While Jay Kulina (Jonathan Tucker) was known as the wildcard of Byron Balasco’s Netflix-adopted television series, Wheeler brought more carnage to the table than anyone. Here’s a guy who brutally assaulted his dad in a gym, which ended up costing him four years of his life. A crime that fractured his career right as it was getting started. A world champion on the outside, but an insecure and unstable tornado on the inside.
He was the guy whom Alvey Kulina (Frank Grillo) took under his wing right away, giving him a second shot at greatness and even giving him a place to stay at his gym, Navy Street. Less than an episode later, Wheeler is pissing in the cage, smashing mirrors, and getting into a fight with his coach. Later in the series, after a home invasion turned into a drunken foot chase, Wheeler beat a man nearly to death outside his home.
Oh, and before that, he put his dad to sleep for the final time-at the old man’s request-with a choke hold in the living room. One of the most heartbreaking scenes on “Kingdom” was a father asking his son to put him out of his misery.
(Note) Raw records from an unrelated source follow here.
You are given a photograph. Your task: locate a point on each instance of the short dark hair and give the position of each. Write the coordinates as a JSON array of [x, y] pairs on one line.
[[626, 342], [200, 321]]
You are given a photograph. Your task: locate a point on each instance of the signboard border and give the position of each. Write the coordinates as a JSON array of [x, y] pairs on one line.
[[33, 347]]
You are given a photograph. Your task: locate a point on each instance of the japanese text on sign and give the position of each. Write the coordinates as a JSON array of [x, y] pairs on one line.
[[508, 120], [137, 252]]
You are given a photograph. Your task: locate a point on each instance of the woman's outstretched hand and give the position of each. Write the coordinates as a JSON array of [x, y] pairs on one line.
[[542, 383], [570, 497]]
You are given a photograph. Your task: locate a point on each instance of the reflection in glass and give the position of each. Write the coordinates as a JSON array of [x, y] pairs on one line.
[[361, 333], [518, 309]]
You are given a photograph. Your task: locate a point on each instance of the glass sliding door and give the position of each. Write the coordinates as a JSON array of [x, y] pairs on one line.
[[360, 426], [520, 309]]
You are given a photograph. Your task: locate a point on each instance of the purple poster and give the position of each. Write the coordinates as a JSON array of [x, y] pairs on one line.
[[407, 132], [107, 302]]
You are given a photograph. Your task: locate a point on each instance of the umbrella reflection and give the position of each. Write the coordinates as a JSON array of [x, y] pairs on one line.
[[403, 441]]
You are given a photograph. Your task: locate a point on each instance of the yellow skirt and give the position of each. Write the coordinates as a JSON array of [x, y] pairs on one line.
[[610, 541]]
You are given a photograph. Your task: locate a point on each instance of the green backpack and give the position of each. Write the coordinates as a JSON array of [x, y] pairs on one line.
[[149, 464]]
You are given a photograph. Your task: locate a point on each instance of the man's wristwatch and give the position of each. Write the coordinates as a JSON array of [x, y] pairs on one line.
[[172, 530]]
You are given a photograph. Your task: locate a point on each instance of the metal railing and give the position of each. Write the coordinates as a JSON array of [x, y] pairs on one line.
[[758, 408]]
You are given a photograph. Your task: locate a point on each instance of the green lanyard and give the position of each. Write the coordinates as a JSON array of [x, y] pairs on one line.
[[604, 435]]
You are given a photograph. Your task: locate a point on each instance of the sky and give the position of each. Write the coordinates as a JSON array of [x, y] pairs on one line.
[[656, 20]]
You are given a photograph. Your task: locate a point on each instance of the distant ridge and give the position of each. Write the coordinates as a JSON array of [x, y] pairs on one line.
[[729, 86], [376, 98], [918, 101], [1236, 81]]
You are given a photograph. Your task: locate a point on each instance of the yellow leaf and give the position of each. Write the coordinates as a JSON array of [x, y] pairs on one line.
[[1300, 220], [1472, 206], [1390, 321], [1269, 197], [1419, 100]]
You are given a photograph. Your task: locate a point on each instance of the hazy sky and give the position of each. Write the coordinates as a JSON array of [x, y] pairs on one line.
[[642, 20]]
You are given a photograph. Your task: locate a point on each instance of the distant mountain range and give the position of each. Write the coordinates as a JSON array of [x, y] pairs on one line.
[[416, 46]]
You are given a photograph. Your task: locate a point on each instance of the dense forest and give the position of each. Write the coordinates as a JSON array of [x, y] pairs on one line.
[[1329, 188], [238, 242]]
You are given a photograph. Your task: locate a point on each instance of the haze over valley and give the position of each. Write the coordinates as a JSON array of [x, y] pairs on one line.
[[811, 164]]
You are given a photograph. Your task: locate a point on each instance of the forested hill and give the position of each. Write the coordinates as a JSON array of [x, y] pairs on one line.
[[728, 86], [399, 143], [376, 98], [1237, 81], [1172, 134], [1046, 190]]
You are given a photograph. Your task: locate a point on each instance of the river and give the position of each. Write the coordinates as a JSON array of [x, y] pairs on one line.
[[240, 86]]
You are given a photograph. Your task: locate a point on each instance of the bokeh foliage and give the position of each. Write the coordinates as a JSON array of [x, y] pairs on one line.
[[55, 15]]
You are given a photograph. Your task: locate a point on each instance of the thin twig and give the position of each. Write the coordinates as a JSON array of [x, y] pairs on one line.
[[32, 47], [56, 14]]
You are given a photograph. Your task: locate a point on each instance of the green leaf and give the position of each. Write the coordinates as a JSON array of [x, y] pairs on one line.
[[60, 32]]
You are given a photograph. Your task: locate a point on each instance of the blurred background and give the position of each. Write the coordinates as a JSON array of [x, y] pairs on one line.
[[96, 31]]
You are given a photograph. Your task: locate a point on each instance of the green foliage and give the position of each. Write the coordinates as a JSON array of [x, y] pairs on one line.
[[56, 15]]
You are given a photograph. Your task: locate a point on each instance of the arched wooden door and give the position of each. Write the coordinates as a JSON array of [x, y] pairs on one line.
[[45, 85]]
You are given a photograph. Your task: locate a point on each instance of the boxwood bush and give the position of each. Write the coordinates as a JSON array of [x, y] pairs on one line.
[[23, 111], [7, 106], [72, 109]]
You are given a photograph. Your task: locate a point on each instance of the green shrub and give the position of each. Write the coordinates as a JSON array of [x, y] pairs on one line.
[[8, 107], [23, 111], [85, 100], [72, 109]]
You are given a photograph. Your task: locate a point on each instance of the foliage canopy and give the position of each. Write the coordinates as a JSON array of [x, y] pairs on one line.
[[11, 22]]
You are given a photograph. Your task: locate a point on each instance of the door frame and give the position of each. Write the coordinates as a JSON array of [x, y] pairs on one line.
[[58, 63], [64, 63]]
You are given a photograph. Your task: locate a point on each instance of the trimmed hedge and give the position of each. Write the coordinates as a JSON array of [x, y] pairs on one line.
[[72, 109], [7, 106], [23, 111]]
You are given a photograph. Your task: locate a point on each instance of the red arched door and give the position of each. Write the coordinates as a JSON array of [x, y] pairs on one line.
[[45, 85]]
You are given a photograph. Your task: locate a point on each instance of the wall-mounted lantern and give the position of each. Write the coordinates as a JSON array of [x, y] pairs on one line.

Something you wouldn’t see anywhere else, on any other network, played with this much power.
Through it all, Lauria played it all so beautifully. Talk about an actor loading up, season after season. Right when you think the actor-who I knew previously from “Friday Night Lights”-had shown you everything there was in his arsenal, Lauria had another surprise. The tragedy in Wheeler’s life, for the rest of it to be honest, is his inability to find happiness.
Years before the show’s story started for us, Wheeler had an amazing fiance in Lisa Prince (Kiele Sanchez, the true boss lady of the show) and a burgeoning career. He climbed the whole mountain, and then threw himself off the top. He gets out and Lisa is with Alvey while his career has to be completely restarted-along with a parole officer and unfinished feelings for Lisa.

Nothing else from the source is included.